Camera Obscura :
Latince “camera” kubbeli hazne, oda anlamına gelirken “obscura” karanlık demektir. Camera Obscura terimi karanlık oda ifadesiyle Türkçede karşılanır. MÖ 4.yy’da Aristoteles, Camera Obscura ile ilgili ilk kaydı tarihe düşer. Buna göre; tamamen karanlık olan odanın bir duvarına bir iğne deliği (pinhole) açıldığında dışarıdaki görüntü her ne ise deliğin karşısındaki duvarda ters olarak görünmüş olacaktır. Bu keşif yüz yıllar boyunca farklı coğrafyalarda farklı alanlardaki bilginlerin zihninde yeniden ele alınmış, biçimlendirilmiş, geliştirilmiş nihayetinde fotoğrafın icadında kadar süren yolların taşlarının döşenmesini sağlamıştır. 10. yy’da matematikçi, optikçi Arap bilgin İbni Heysem, Batılılarca Alhazen olarak tanınır, Camera Obscura’yı güneş tutulmasını izlemek için kullanmıştır. 15. yüzyılda Rönesansın öncülerinden olan Brunelleschi kuyumculuk, heykel, optik, matematik mimari gibi geniş bir yelpazede düşünen üreten bir bilgin olarak Camera Obscura’dan perspektifi doğru kullanma açısından bir imkan olarak görüp yararlanmıştır. Böylece resim sanatında bir kolaylaştırma aracı olarak Camera Obscuranın kullanımı benimsenmeye başlamıştır. Gittikçe küçülerek taşınabilir bir forma ulaşacak olan Camera Obscura aynı zamanda merceklerle de desteklenir. Nihayetinde fikri gelişim olarak resim,mimari sanatına katkı yapar gibi görünse de 19. yüzyılda insanların görüntüyü sabitlemeye yani fotoğrafı icat etmeye ulaşacakları noktaya kadar önemli bir bilgi birikimini Camera Obscura sağlamıştır. (1)
Dagerotip:
Fransızca Daguerréotype dilimize Dagerotip olarak girmiştir. Bu ifade ”gümüş nitratla ışığa duyarlı hale getirilen bakır levhaların, camera obscura içinde 10 ila 20 dakika pozlanarak, cıva buharına tabi tutulup geliştirilmesiyle fotoğrafik görüntü elde etme yöntemidir(2).” Terim, yöntemi bulan kişi olan Louis-Jacques-Mandé Daguerre’in soyadından gelir. Pencereden Le Gras’a Bir Bakış adıyla bilinen tarihteki ilk fotoğrafı Niepce 8 saatlik pozlamayla elde etmişti ancak kullandığı teknikteki pürüzleri gidererek süreyi kısaltan Daguerre olmuştur. Yüz yıllar süren nicel bir birikimin nitel sıçramaya ulaştığı 19. yüzyılın sonlarında görüntüyü sabitleme çalışmalarında ortak bir terim olarak fotoğrafın kullanımında uzlaşma henüz yoktur. “Niepce, yöntemine heliyografi adını verir; Daguerre'in yöntemi daguerreotype, Talbot'unki kalotipidir. ‘Fotoğraf’ sözcüğü daha sonra, 2 Şubat 1839'da, Fox Talbot'a gönderdiği bir mektupta Charles Weatstone tarafından kullanılmıştır.(3)”
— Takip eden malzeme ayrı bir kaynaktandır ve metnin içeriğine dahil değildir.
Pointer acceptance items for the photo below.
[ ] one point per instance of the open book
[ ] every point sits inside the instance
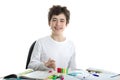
(30, 74)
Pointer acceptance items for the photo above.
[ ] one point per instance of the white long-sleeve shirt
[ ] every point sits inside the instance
(62, 52)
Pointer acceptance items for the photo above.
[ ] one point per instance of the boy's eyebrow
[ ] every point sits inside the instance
(60, 19)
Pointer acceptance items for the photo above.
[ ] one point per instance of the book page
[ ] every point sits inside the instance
(37, 75)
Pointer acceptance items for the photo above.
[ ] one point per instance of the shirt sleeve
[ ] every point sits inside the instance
(72, 62)
(35, 61)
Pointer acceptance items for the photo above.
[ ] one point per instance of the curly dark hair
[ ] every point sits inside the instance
(56, 10)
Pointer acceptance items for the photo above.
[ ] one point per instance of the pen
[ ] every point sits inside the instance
(115, 75)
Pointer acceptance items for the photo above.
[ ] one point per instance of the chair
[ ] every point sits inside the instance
(30, 53)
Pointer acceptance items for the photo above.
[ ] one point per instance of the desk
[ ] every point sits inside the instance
(82, 76)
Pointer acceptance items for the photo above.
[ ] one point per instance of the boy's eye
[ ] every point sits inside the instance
(54, 19)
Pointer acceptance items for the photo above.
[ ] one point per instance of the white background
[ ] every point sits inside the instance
(94, 28)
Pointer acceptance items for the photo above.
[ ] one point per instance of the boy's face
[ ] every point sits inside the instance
(58, 23)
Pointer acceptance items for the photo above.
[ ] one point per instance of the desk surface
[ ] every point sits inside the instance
(82, 76)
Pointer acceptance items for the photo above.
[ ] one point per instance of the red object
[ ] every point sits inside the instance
(50, 71)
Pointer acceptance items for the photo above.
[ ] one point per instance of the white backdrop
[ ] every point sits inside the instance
(94, 28)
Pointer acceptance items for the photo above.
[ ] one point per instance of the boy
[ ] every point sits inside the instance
(54, 51)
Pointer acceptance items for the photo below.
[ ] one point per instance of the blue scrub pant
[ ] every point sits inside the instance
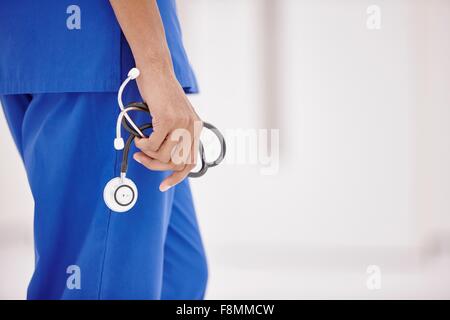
(82, 249)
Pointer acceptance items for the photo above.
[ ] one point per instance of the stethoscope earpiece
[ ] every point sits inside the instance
(120, 193)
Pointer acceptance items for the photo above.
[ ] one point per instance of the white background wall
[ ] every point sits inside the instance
(364, 139)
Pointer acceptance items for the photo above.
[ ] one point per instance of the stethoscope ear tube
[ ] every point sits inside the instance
(223, 145)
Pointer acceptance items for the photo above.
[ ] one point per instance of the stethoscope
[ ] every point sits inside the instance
(120, 193)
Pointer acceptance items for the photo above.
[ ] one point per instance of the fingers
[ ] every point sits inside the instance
(152, 143)
(179, 176)
(156, 165)
(175, 148)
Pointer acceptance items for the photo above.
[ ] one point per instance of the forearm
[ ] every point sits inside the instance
(142, 26)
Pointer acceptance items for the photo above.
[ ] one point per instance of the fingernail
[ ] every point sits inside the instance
(136, 157)
(164, 187)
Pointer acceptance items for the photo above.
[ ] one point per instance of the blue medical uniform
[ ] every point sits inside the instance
(58, 91)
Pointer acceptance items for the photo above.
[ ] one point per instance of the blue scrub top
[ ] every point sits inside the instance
(40, 52)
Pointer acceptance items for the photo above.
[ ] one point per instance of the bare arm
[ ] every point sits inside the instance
(141, 23)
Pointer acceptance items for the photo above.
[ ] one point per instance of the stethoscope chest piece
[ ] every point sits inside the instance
(120, 194)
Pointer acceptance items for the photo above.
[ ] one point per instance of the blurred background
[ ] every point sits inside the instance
(360, 204)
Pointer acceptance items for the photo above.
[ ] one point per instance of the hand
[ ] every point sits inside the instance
(173, 144)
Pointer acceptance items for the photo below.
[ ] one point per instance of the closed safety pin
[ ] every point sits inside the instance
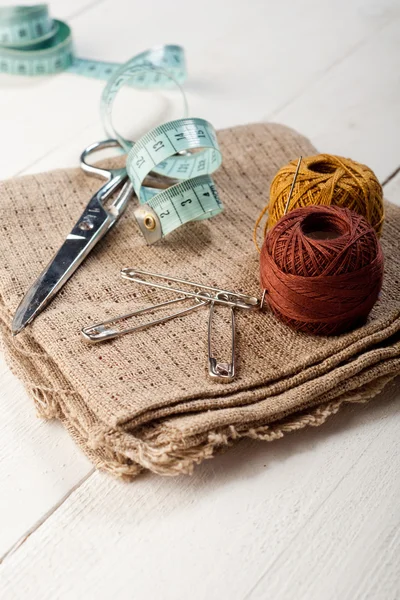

Dagerotip icadının ardından Fransız Bilimler Akademisine tanıtılır. İcadın patentinin alınması sürecinde fikri tartışmalar da yaşanmıştır. Bu noktada dagerotipin sözcüsü olarak fizikçi Arago'nun 3 Temmuz 1839'da Meclis kürsüsünde yaptığı savunma dikkat çekicidir. Konuşmasında "Yeni bir cihazın icatçılarının," demiştir Arago, "o cihazı doğayı gözlemek amacıyla kullandıklarında murat ettikleri şey, aynı aracın katkılarıyla daha sonra yapılan bir dizi keşifle kıyaslandığında son derece cılız kalmıştır." Bu konuşmayla yeni teknolojinin -astrofizikten filolojiye uzanan- geniş yelpazesi sergilenmiş olmaktaydı. Yıldızların fotoğraflarının çekilme imkanları doğmasının dışında öne çıkan şeylerden birisi, fotoğraf vasıtasıyla Mısır hiyerogliflerini biraraya toplama düşüncesiydi mesela(4).”
Yüksek Sanat:
1850-1870 yılları arasında İngiliz sanatçılarının etkisiyle gelişen sanat akımına High Art/Yüksek Sanat anılır. Fotoğrafın icadına kadar ki süreçte camera obscura resim sanatında doğru perspektif için kullanılan bir araçtı. Fotoğrafın toplumdaki kabulü ve yükselişi sırasında bu kez resim sanatının araçsallaştırıldığını görürüz. 1850’de William Lake Price, Oscar Gustav Rejlander ve Henry Peach Robinson gibi isimler resim bilgisini fotoğrafa uyarlama çalışarak Yüksek Sanat Akımını duyurmuş olurlar.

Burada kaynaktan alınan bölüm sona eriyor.